Et qu’est-ce qu’une civilisation sinon ce qu’elle apporte et ce que l’on retient, en sciences, médecine, art, littérature, poésie, musique, philosophie, architecture… ? Mais même si les scientifiques, médecins, artistes, écrivains, poètes, musiciens, philosophes et architectes nous ont tous apporté quelque chose à un moment donné, tous ne se valent pas.

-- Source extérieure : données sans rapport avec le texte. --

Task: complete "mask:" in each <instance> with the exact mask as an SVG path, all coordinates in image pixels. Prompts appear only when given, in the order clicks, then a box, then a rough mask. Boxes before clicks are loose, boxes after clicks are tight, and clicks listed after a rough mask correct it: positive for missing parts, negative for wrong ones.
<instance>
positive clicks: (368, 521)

La civilisation de l’antiquité grecque qui nous a apporté (en plus du marathon) le théâtre, la politique, la démocratie, la logique, la philosophie et avec elle la capacité de critique et d’auto-critique qui est la caractéristique de la civilisation occidentale, et qui reste après 25 siècles notre référence culturelle, n’a-t-elle pas pour nous plus de valeur que d’autres civilisations ? En quoi est-ce choquant de le penser et de le dire ?

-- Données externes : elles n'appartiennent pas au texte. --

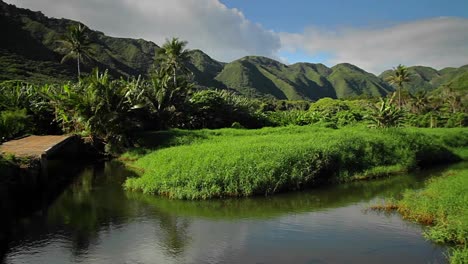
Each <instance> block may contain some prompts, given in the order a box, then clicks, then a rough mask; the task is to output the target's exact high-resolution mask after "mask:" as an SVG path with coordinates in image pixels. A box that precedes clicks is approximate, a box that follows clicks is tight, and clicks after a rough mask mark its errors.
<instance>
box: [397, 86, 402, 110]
mask: <svg viewBox="0 0 468 264" xmlns="http://www.w3.org/2000/svg"><path fill="white" fill-rule="evenodd" d="M399 86H400V89H398V108H399V109H401V88H402V85H401V84H400V85H399Z"/></svg>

Le Dieu-chien des Aztèques qui aidait les morts à passer dans l’au-delà, nous apporte moins que Platon, sauf si l’on adore les chiens et que l’on ne sait pas qui est Platon. Les dessins et les peintures de la grotte de Lascaux sont émouvants mais nous apportent moins que le dessin de la double hélice de l’ADN, sauf si l’on adore peindre dans les grottes et si l’on ne sait pas ce qu’est l’ADN.
Oui, il y a des grands scientifiques et des grands médecins, des grands artistes et des grands écrivains, des grands philosophes et des grands architectes… plus grands que d’autres. Oui, il y a eu des civilisations plus brillantes que d’autres. Qui ne le sait pas ?
Non, tout ne se vaut pas et non, tout n’est pas relatif. Un opéra de Salieri ne vaut pas un opéra de Mozart, sauf pour ceux qui n’ont jamais entendu un opéra et qui ne savent pas qui est Mozart. Tous les peintres ne valent pas Léonard de Vinci et Michel Ange et tous les architectes ne valent pas Jean Nouvel, Renzo Piano ou Wang Shu (Pritzker Price 2012). Qui peut en douter ?
Si tout était relatif, ce que je pense serait également relatif, il ne servirait à rien de penser et plus rien n’aurait de sens. J’ai le droit de penser et de dire que la civilisation de l’antiquité grecque est très supérieure à d’autres civilisations, comme celles qui prônent la lapidation des femmes, l’infibulation des jeunes femmes et l’excision des petites filles (2 millions de fillettes sont mutilées tous les ans, mais sans doute faut-il relativiser…) ; Et cet exemple suffit à me convaincre que non, toutes les civilisations ne se valent pas.
Dire que certaines civilisations sont supérieures à d’autres, cela dérange qui et pourquoi ? Serait-ce le vieux fantasme égalitaire ou une forme de peur (on n’ose pas s’exprimer sur un sujet “sensible”) ? Ou plus simplement une ignorance de l’essentiel (Socrate c’est le chien du boucher et Sénèque, un parfum pour hommes… ) ; Même si les raisons d’une telle éclosion de génies sur un territoire aussi minuscule que la Grèce antique sont mystérieuses, cela n’empêche pas de les reconnaître.
Oui, il est permis d’évaluer les cultures et les civilisations. Oui, nous avons besoin de repères solides et clairs qui nous servent de guides pour nous préparer aux temps qui viennent. Et ce n’est pas en relativisant tout que nous y parviendrons. “Ce n’est pas assez d’avoir l’esprit bon, le principal est de l’appliquer bien” disait notre bon Descartes. Mais que tous ceux qui, pour toutes les bonnes raisons du monde, ne souhaitent pas évaluer les civilisations se rassurent : D’autres le feront pour eux.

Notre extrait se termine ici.